Cobalt, atomic number 27 on the periodic table is a chemical element that is mainly found in Earth’s crust.
The metal is used for a variety of purposes, including making magnets, in gas turbine generators, in smartphones and electric vehicle batteries, to name a few.
Now, according to data from the Cobalt Institute, smartphones have been dethroned as the largest consumer of Cobalt, and electric vehicles’ lithium-ion batteries have taken the number one spot, via Financial Times and TeslaNorth.

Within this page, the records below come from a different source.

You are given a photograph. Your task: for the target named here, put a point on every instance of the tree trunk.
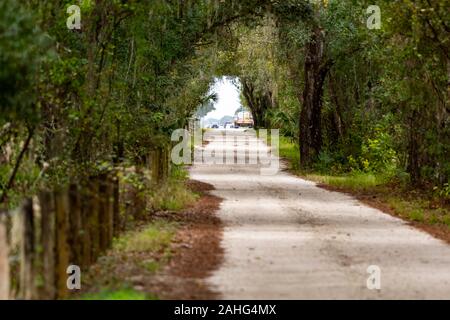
(315, 70)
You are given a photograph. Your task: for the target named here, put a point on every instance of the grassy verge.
(421, 207)
(137, 256)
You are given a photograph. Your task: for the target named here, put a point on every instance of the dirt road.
(286, 238)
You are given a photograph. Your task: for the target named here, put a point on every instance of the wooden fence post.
(76, 233)
(27, 251)
(93, 220)
(4, 261)
(47, 204)
(62, 247)
(110, 210)
(116, 206)
(103, 213)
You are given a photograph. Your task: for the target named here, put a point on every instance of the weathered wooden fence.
(53, 230)
(68, 226)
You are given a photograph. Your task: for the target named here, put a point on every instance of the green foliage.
(155, 237)
(120, 294)
(23, 48)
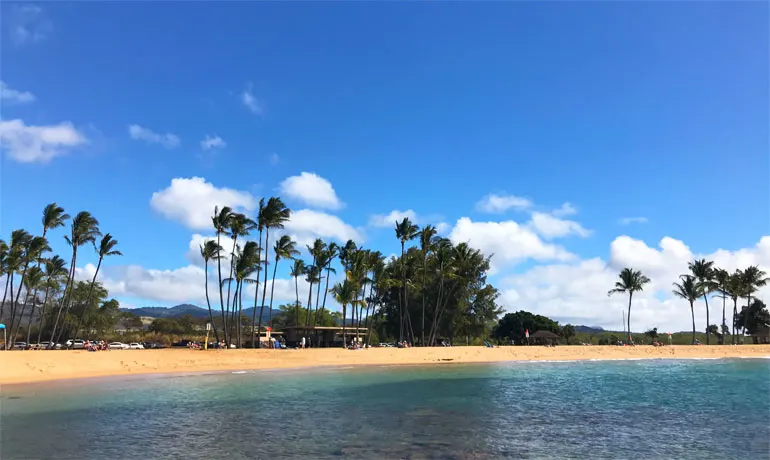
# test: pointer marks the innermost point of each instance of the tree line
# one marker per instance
(37, 279)
(706, 280)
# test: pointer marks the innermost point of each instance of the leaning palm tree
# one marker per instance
(297, 270)
(273, 214)
(426, 243)
(285, 248)
(630, 281)
(689, 290)
(703, 271)
(106, 248)
(221, 222)
(405, 231)
(722, 282)
(753, 278)
(210, 251)
(344, 293)
(84, 229)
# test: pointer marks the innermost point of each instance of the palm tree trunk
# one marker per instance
(630, 295)
(221, 296)
(208, 302)
(705, 298)
(272, 289)
(264, 283)
(692, 310)
(88, 299)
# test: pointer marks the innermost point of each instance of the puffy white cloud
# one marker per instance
(250, 101)
(312, 190)
(191, 201)
(632, 220)
(577, 292)
(494, 203)
(550, 226)
(167, 140)
(210, 142)
(509, 241)
(306, 225)
(8, 94)
(38, 144)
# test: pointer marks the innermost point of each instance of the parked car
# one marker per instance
(75, 344)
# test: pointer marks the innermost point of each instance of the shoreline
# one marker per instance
(20, 367)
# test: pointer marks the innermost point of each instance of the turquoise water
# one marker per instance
(678, 409)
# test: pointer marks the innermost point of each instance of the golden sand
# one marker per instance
(35, 366)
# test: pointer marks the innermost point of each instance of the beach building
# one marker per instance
(322, 336)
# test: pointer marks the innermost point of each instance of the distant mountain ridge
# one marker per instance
(187, 309)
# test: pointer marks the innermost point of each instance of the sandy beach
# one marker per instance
(37, 366)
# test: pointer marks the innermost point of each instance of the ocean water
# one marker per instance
(654, 409)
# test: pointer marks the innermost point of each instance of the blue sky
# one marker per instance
(636, 110)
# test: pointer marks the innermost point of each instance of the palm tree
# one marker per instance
(753, 278)
(405, 231)
(210, 251)
(690, 290)
(703, 271)
(54, 269)
(106, 248)
(344, 293)
(722, 280)
(285, 248)
(426, 243)
(84, 229)
(240, 225)
(221, 221)
(297, 270)
(272, 215)
(630, 281)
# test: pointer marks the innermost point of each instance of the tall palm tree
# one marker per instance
(106, 248)
(55, 268)
(344, 293)
(285, 248)
(210, 251)
(690, 290)
(297, 270)
(630, 281)
(84, 229)
(240, 225)
(753, 278)
(722, 282)
(703, 271)
(221, 222)
(426, 243)
(405, 231)
(272, 215)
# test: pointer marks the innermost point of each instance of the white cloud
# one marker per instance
(632, 220)
(550, 227)
(167, 140)
(312, 190)
(8, 94)
(306, 225)
(494, 203)
(250, 101)
(577, 292)
(215, 142)
(191, 201)
(508, 242)
(38, 144)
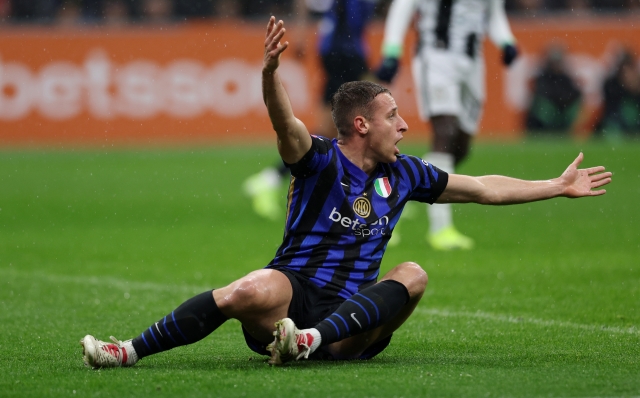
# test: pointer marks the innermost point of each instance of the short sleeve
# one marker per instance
(430, 181)
(316, 159)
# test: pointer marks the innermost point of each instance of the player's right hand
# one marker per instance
(272, 46)
(509, 54)
(387, 69)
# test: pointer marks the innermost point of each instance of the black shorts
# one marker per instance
(310, 305)
(341, 68)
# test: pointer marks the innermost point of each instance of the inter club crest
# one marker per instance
(362, 207)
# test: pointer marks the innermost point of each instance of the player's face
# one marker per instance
(386, 128)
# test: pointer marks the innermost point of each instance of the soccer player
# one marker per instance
(342, 50)
(448, 71)
(322, 290)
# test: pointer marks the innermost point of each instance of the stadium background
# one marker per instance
(125, 82)
(124, 142)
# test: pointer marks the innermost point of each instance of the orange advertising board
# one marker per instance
(201, 83)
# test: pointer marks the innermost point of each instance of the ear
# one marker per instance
(361, 125)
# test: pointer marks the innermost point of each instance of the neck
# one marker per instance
(357, 156)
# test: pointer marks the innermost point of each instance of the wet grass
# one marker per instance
(108, 242)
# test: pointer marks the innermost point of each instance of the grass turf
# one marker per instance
(109, 242)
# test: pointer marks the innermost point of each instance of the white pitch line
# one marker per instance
(538, 322)
(128, 286)
(122, 284)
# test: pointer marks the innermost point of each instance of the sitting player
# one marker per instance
(345, 198)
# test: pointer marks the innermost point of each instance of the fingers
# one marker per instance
(578, 160)
(597, 177)
(275, 31)
(270, 24)
(594, 170)
(598, 184)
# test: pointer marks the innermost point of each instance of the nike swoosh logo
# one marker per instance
(353, 316)
(158, 329)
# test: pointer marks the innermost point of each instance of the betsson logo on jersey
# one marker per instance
(379, 227)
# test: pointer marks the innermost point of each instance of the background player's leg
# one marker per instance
(450, 146)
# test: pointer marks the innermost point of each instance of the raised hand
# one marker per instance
(581, 182)
(272, 46)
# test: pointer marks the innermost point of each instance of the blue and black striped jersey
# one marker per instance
(340, 219)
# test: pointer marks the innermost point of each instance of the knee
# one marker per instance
(244, 294)
(413, 277)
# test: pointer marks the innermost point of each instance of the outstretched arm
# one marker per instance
(500, 190)
(293, 137)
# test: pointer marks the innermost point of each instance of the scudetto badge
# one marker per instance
(362, 207)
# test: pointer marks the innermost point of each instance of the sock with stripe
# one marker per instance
(192, 321)
(364, 311)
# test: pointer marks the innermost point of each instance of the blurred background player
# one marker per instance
(621, 98)
(448, 71)
(342, 51)
(556, 99)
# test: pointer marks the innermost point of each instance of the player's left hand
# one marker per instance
(272, 46)
(580, 182)
(509, 54)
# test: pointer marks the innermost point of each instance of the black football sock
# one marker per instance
(192, 321)
(364, 311)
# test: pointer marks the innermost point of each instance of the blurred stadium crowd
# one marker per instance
(140, 11)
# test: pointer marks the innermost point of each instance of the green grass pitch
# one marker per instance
(106, 243)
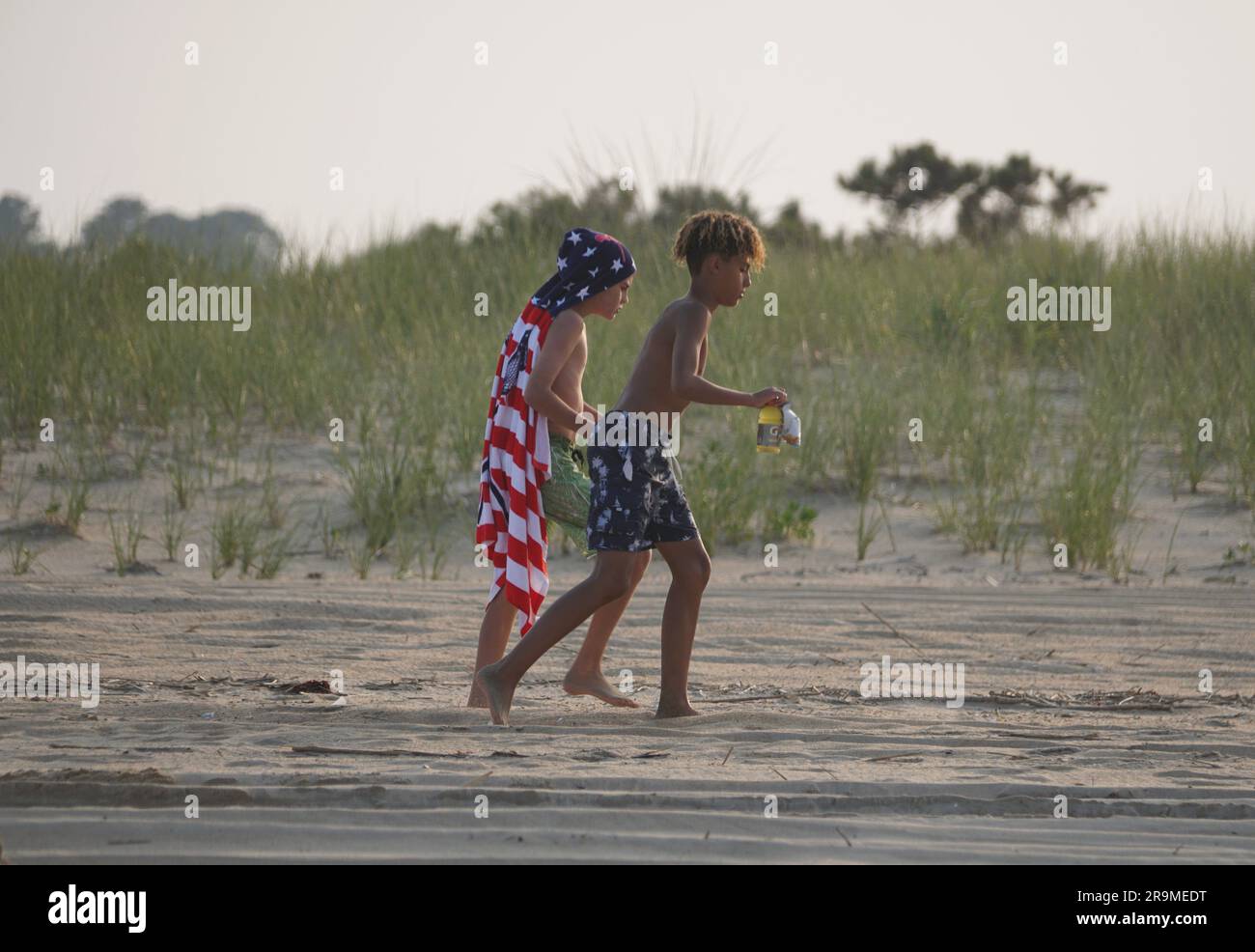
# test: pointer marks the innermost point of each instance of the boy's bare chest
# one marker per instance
(573, 367)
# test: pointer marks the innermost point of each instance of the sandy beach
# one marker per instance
(1074, 686)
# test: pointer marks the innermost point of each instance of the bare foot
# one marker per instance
(676, 709)
(595, 685)
(497, 691)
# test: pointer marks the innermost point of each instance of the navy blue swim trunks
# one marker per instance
(635, 501)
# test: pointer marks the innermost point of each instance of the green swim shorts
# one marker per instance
(566, 493)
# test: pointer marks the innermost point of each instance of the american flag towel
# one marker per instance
(516, 449)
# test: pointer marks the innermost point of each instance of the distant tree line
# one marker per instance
(220, 235)
(990, 203)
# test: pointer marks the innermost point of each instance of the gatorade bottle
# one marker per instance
(770, 422)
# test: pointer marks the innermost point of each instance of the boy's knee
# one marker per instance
(641, 564)
(694, 572)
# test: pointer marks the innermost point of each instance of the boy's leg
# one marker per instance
(498, 619)
(609, 581)
(690, 571)
(585, 676)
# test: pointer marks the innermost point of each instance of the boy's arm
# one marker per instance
(564, 334)
(686, 363)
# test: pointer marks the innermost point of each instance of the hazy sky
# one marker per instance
(392, 93)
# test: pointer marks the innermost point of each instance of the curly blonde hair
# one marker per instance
(719, 233)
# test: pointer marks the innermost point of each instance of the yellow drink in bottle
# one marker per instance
(770, 422)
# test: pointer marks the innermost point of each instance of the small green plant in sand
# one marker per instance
(125, 537)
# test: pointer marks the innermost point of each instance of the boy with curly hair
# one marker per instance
(636, 502)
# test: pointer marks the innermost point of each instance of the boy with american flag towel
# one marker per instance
(532, 474)
(636, 500)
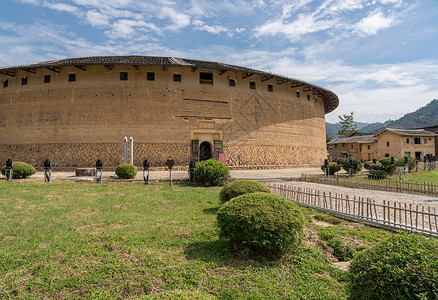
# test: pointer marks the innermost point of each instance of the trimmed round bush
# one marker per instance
(345, 163)
(20, 170)
(405, 266)
(264, 224)
(211, 172)
(241, 187)
(412, 162)
(333, 168)
(126, 171)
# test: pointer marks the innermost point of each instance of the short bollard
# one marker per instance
(192, 172)
(99, 166)
(145, 168)
(170, 163)
(47, 171)
(9, 171)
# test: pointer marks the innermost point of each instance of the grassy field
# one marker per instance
(127, 240)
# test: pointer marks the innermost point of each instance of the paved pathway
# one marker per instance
(266, 175)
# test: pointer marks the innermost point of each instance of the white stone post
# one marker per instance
(131, 149)
(125, 155)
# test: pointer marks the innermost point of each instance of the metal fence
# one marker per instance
(392, 185)
(386, 214)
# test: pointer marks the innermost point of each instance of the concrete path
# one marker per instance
(265, 175)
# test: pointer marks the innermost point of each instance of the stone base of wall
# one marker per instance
(71, 156)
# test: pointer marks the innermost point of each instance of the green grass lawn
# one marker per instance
(127, 240)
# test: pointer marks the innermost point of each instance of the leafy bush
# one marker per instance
(241, 187)
(261, 223)
(20, 170)
(412, 162)
(378, 173)
(126, 171)
(211, 172)
(367, 165)
(333, 168)
(401, 267)
(386, 161)
(345, 163)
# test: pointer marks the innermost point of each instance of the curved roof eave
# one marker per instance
(331, 101)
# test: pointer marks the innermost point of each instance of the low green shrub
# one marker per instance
(211, 172)
(412, 162)
(345, 163)
(405, 266)
(261, 223)
(241, 187)
(20, 170)
(333, 168)
(386, 161)
(126, 171)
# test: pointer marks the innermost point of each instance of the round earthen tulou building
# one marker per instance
(74, 111)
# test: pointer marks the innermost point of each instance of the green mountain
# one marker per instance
(332, 129)
(425, 116)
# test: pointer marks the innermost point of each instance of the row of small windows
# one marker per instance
(204, 78)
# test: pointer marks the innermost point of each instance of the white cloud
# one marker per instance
(96, 18)
(61, 7)
(304, 24)
(215, 29)
(373, 23)
(179, 20)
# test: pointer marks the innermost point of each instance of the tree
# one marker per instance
(348, 126)
(328, 137)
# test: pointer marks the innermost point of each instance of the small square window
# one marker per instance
(150, 76)
(123, 75)
(205, 78)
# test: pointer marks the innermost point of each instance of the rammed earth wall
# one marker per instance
(74, 123)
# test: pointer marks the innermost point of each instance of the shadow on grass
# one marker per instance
(209, 251)
(211, 210)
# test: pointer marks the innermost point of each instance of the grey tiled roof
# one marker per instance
(410, 132)
(331, 101)
(361, 139)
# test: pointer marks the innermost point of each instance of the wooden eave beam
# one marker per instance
(294, 85)
(307, 89)
(9, 73)
(246, 75)
(281, 81)
(30, 70)
(80, 67)
(54, 69)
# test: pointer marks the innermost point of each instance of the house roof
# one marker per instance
(408, 132)
(360, 139)
(331, 101)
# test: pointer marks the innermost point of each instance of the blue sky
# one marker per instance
(379, 56)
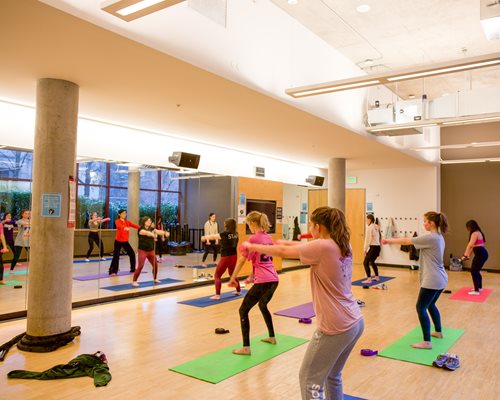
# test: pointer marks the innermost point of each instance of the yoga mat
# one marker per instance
(128, 286)
(462, 294)
(13, 283)
(222, 364)
(303, 311)
(99, 276)
(204, 266)
(21, 272)
(91, 260)
(401, 350)
(206, 301)
(382, 280)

According to the report, in 2021 alone, the electric vehicle battery industry used up about 59,000 tonnes of cobalt, which was about 34 percent of the total demand, whereas smartphones consumed about 26,000 tonnes of cobalt last year, accounting for roughly 15 percent of the total demand.
Further, the demand for cobalt isn’t likely to slow down any time soon. The electric vehicle industry is expected to consume about 50 percent of the global cobalt supply by 2026, which might slow down gadget manufacturing, similar to how the shortage of semiconductors has.
“Cobalt-containing batteries are a technology of choice for many car manufacturers in Europe, North America and China,” said Adam McCarthy, president of the Cobalt Institute, in a statement given to Financial Times.
Due to increasing demand from the automotive sector and supply disruptions, the price of cobalt doubled since last year, climbing from $16 per pound to $32 per pound.